Another one of the title's strong areas is the audio design, which features top-notch sound effects and music. The sound effects give guns a real kick, and the explosions manage to impress each time you hear one. The music fits the game perfectly, making heavy use of drums to really heighten the action. Even the ambient sound is brilliant, and seemingly little touches, such as the whistle of the wind through the trees, end up adding a lot to Far Cry 2.

Not everything about the sound design is great, though: The voice acting is almost universally bad. Most of it sounds like people are reading their lines off a disjointed script, with the cadence changing between just about every sentence. The lone highlight is the game's antagonist, "The Jackal," who has his fair share of awful voice-overs but manages to generate some fantastic voice work among the carnage.

The multiplayer component of Far Cry 2 has some impressive elements to it. The map editor allows you to easily create some intricate and fantastic-looking maps. While the multiplayer portion can be fun, there aren't that many people playing online, and the system of finding a multiplayer match doesn't work very well on the PC. It's set up similar to what you would expect out of Xbox Live, but you'll often find yourself cycling through seven or eight servers before finding a game that you can connect to.

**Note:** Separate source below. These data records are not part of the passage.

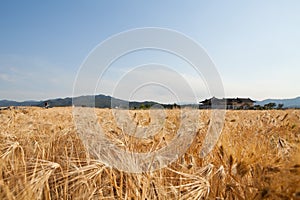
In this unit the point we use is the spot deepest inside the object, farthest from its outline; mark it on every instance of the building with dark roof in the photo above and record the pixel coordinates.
(228, 103)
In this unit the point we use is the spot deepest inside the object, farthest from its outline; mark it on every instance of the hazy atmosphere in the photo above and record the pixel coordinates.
(254, 45)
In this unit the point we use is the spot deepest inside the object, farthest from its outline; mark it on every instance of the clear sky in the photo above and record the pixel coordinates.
(255, 45)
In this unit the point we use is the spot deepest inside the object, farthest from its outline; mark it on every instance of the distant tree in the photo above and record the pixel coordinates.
(269, 106)
(280, 106)
(257, 107)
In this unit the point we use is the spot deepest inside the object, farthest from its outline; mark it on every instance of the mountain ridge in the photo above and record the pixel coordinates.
(106, 101)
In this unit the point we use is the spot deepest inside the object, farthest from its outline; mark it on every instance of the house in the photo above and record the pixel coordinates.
(228, 103)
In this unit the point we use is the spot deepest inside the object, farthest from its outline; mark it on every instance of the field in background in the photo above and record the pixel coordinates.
(257, 156)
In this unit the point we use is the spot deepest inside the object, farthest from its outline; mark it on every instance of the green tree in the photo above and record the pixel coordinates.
(280, 106)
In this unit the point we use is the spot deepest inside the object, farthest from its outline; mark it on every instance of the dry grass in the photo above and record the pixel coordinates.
(257, 157)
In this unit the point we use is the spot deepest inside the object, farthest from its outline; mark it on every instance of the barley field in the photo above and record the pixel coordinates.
(256, 157)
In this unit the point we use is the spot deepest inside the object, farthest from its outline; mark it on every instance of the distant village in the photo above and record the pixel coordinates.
(236, 104)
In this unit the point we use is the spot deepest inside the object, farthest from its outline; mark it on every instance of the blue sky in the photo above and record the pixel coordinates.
(254, 44)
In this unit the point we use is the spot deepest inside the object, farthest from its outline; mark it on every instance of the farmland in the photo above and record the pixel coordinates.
(257, 156)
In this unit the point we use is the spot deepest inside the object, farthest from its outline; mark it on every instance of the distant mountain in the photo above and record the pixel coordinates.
(287, 103)
(99, 101)
(103, 101)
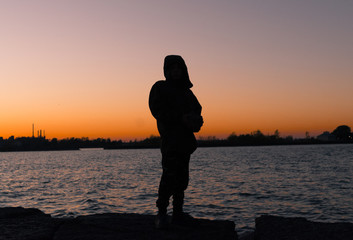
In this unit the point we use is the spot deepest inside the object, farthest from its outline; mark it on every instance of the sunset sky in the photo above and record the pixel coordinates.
(84, 68)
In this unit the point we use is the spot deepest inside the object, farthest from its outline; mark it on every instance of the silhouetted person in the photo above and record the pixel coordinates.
(178, 115)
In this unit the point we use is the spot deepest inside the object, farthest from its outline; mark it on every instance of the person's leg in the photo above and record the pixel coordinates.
(182, 182)
(168, 181)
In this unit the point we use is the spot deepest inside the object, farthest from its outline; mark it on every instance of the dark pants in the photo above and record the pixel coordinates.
(174, 181)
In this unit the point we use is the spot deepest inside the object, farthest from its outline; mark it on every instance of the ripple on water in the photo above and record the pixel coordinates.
(237, 184)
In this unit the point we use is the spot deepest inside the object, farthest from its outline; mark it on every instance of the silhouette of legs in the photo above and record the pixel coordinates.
(174, 181)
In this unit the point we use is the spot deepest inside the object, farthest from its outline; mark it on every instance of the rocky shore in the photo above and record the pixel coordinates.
(33, 224)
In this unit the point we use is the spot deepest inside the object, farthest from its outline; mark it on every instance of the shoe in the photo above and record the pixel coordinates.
(161, 221)
(182, 218)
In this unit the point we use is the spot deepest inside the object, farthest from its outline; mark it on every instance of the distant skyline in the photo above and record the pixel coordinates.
(85, 68)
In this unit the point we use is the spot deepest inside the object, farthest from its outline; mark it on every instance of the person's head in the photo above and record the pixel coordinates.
(175, 71)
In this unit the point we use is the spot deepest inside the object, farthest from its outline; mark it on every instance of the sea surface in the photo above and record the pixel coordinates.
(227, 183)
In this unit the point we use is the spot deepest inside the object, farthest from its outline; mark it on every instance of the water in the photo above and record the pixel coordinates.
(234, 183)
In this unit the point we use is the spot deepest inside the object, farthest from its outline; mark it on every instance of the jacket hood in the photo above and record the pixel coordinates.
(176, 59)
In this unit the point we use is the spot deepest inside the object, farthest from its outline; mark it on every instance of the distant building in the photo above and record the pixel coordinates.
(326, 137)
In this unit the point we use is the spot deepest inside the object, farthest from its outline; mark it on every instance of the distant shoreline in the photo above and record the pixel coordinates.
(132, 147)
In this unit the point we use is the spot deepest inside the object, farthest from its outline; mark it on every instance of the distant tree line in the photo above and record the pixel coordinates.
(342, 134)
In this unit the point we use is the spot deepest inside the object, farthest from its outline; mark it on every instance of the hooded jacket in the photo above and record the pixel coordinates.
(169, 101)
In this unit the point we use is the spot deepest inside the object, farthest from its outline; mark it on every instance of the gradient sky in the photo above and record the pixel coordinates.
(85, 68)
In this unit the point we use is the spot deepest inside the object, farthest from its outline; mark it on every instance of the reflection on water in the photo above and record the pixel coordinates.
(236, 183)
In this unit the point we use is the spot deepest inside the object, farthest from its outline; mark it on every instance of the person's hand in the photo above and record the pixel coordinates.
(193, 121)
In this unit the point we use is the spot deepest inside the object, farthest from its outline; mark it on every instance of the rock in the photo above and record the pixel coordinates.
(273, 228)
(28, 224)
(136, 226)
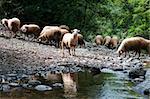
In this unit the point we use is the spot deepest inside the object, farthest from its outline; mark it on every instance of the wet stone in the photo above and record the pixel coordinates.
(6, 88)
(43, 88)
(57, 85)
(14, 84)
(34, 82)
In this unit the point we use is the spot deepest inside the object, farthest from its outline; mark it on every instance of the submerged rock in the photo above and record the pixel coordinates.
(143, 87)
(136, 73)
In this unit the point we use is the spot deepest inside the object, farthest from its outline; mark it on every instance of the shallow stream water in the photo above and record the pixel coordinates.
(82, 85)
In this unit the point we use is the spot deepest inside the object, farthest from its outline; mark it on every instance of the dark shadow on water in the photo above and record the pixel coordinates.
(81, 85)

Far Cry 2 looks and sounds great (voice acting aside), but it has some gameplay mechanics that make progression through the game world a frustrating task. Far Cry 2 overstays its welcome and then some, dumping you into a world where everyone wants you dead and it's unfortunate that the objectives become repetitive during the course of the game. It's the norm for big-budget titles to offer fewer than 10 gameplay hours, so in this area, Far Cry 2 provides excellent gameplay and replay bang for your buck. While it has several interesting features, Far Cry 2 is not going to reinvent the FPS genre, but if leaving a trail of bodies in your wake is what you're craving, look no further.